Adding topical diclofenac to acetaminophen could also be a potential approach to mitigate safety concerns with acetaminophen by allowing its use at lower dosages. Eventually, it could also delay the progression to oral NSAIDs and opioids in clinical settings. Undoubtedly, insights from this MBMA open the door for a potential treatment option for the ever-increasing aging population suffering from OA, especially those who have cardiovascular and gastrointestinal comorbidities and hence may not transition to stronger analgesics such as oral NSAIDs and opioids.

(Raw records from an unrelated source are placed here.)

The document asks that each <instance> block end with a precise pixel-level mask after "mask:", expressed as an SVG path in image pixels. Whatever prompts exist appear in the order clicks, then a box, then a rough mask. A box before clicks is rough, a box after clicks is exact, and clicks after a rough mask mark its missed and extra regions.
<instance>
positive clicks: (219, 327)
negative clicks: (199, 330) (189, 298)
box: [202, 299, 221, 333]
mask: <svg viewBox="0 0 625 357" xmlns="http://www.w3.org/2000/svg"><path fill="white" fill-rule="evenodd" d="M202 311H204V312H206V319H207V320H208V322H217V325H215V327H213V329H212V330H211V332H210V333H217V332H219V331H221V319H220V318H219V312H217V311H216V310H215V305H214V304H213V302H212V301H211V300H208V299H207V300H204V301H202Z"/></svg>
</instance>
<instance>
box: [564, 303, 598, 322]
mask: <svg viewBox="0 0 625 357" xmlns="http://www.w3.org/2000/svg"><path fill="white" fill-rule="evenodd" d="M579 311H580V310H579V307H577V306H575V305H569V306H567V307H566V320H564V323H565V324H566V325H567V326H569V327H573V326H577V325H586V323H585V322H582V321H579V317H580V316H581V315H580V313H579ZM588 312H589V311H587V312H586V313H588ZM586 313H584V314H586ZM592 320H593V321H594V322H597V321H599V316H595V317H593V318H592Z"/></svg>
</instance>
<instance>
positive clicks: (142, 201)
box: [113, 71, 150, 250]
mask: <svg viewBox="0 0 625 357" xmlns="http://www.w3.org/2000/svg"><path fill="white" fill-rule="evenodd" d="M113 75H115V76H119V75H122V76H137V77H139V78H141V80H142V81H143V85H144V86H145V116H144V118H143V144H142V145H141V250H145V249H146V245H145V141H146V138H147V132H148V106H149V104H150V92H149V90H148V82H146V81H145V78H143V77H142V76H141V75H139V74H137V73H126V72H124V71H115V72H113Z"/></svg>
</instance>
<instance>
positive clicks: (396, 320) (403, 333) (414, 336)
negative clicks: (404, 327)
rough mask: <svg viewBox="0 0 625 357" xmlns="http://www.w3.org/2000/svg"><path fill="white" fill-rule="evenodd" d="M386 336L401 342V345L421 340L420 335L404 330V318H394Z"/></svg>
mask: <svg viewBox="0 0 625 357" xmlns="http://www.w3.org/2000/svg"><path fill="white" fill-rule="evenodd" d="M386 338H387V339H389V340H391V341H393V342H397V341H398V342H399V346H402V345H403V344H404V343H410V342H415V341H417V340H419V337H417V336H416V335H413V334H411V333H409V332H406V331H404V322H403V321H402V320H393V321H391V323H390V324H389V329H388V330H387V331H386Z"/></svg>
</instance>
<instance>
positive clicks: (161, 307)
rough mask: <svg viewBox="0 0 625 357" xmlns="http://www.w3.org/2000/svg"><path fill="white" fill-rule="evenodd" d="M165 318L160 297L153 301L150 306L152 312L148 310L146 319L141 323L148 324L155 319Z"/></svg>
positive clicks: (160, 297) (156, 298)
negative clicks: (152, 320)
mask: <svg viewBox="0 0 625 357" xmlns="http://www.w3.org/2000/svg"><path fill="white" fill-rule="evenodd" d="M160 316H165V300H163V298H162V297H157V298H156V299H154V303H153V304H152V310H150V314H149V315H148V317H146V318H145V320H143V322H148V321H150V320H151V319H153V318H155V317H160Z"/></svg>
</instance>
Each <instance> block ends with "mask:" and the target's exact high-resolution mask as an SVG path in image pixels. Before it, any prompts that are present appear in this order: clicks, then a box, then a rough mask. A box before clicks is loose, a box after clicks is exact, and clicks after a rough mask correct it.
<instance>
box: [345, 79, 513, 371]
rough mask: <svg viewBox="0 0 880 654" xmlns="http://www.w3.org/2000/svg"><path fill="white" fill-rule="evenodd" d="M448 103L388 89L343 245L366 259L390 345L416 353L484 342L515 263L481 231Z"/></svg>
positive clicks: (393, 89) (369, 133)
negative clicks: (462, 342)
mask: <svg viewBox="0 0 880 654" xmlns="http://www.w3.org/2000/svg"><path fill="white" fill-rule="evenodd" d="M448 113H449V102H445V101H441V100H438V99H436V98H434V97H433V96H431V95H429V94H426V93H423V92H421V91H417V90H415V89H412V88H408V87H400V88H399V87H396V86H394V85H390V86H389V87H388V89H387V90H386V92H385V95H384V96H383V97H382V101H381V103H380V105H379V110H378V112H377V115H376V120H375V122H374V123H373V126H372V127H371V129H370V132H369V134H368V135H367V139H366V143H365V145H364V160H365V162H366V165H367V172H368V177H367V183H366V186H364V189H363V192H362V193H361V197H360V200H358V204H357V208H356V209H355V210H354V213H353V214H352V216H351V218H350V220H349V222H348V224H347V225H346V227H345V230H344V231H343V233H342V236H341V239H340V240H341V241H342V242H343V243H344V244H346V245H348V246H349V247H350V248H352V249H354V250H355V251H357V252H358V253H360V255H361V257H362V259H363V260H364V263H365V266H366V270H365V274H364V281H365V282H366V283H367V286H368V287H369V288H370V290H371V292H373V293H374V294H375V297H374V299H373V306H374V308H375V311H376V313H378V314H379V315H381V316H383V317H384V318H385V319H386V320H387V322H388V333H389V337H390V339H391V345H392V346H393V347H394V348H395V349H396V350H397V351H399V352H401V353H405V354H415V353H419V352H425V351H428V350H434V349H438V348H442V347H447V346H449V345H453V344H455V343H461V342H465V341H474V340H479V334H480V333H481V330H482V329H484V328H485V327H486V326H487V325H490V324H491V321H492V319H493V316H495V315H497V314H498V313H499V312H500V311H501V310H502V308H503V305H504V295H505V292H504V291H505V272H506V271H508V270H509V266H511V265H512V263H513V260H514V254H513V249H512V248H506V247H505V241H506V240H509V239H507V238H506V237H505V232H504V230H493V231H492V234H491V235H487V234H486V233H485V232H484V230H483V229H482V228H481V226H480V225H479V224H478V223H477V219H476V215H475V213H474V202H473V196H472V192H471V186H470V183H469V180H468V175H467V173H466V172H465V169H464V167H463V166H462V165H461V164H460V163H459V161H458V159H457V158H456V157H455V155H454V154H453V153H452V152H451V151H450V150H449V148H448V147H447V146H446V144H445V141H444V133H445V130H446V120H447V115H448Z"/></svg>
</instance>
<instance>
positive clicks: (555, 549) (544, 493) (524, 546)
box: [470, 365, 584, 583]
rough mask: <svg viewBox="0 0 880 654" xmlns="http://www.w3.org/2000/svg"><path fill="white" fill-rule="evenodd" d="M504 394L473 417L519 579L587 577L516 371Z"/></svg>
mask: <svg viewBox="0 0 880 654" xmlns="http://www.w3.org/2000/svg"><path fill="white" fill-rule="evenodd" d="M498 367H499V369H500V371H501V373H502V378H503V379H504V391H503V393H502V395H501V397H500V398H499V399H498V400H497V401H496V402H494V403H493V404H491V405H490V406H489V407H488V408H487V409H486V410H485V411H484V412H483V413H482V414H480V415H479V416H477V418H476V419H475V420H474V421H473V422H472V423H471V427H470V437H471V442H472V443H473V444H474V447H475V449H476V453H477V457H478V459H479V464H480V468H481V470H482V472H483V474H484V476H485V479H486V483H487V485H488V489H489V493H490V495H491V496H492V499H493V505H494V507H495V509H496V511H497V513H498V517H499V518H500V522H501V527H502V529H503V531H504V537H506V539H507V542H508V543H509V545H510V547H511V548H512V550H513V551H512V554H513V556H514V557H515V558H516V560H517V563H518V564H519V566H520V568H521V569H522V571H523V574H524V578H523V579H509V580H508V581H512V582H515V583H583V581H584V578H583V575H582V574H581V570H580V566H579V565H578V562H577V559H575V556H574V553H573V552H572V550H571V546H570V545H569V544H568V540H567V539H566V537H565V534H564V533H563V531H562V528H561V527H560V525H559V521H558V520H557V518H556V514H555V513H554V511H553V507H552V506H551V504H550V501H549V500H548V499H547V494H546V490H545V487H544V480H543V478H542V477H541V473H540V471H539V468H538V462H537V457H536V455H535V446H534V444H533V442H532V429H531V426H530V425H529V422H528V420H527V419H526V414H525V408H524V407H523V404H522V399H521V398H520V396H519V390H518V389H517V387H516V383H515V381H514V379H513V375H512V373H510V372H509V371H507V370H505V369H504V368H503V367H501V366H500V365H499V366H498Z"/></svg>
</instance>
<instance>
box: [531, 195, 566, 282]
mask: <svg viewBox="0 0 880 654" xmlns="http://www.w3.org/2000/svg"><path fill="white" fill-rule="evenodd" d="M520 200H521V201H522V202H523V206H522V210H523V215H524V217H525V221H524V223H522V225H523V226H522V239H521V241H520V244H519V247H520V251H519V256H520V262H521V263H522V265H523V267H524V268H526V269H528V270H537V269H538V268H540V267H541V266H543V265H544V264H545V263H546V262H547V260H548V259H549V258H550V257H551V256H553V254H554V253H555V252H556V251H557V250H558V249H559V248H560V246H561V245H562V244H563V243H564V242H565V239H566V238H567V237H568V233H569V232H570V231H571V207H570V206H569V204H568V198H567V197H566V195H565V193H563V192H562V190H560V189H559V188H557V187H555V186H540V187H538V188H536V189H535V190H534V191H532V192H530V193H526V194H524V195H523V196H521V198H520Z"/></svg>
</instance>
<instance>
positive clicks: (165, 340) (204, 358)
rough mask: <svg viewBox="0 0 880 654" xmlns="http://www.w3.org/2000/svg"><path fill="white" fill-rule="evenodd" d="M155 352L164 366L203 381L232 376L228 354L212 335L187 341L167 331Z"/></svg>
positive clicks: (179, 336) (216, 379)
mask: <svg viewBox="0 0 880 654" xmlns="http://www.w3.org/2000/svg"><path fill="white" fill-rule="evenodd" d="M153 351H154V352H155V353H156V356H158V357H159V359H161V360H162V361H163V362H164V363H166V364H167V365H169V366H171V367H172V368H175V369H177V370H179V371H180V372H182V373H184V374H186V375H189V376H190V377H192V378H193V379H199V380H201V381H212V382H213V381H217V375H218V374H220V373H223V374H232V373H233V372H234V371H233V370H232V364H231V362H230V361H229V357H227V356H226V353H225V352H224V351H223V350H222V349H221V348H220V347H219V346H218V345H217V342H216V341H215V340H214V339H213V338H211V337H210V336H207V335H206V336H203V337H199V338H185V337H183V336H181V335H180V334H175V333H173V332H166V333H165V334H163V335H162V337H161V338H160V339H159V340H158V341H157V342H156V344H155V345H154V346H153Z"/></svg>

We acknowledge the limitation of our analysis, which is based on summary-level data only. In this regard, it was not possible to fully assess the combination effect. We also recognize the implications of the restricted inclusion criteria, based on studies having acetaminophen or diclofenac in one of their treatment arms. Inclusion of studies on other NSAIDs could have provided further insight into the anti-inflammatory effect and possibly helped in understanding whether the observed differences are a class effect. From a technical perspective, it should be noted that the combination effect was estimated by adding treatment effect onto the non-parametric placebo response. As there was only one placebo-controlled trial to inform placebo response on the opioid-sparing effect in acute pain [61], this may have introduced some degree of estimation bias. This limitation may be further compounded by the few studies available, and relatively small sample size. Consequently, we cannot rule out the impact of study-level variation on model precision, as suggested by the wide range of simulated confidence intervals. From a clinical perspective, the severity of acute pain caused by different types of surgery should not be overlooked, as it may drive large variation in the consumption of opioids (e.g., cesarean pain required higher dose of PCA vs. tonsillectomy). This effect could not be fully accounted for in the current parsimonious model because of the limited number of clinical studies. Lastly, our analysis might be subject to publication bias. However, considering acetaminophen and diclofenac have a long history of use, we believe that the chance of publication bias is low.

Conclusions

Available data from published RCTs suggest that the combination of acetaminophen and diclofenac yields greater pain reduction and opioid-sparing effect versus acetaminophen monotherapy in acute pain treatment. On the basis of our findings, a beneficial effect for the combination can be expected in the treatment of mild-to-moderate OA pain considering the pharmacologically complementary mechanism of action of the two drugs and considerable overlap in the pathophysiology of acute and chronic inflammatory pain. In conclusion, additional evidence from RCTs is urgently needed to investigate the efficacy of combination therapy in comparison to monotherapies in mild-to-moderate OA pain. Such studies should be complemented by research based on biomarkers and quantitative systems pharmacology [62], which could be used to evaluate the clinical significance of pharmacodynamic interactions between the drugs and to further optimize combination regimens and as well as define doses, inclusion criteria, and endpoints to be evaluated in prospective clinical trials.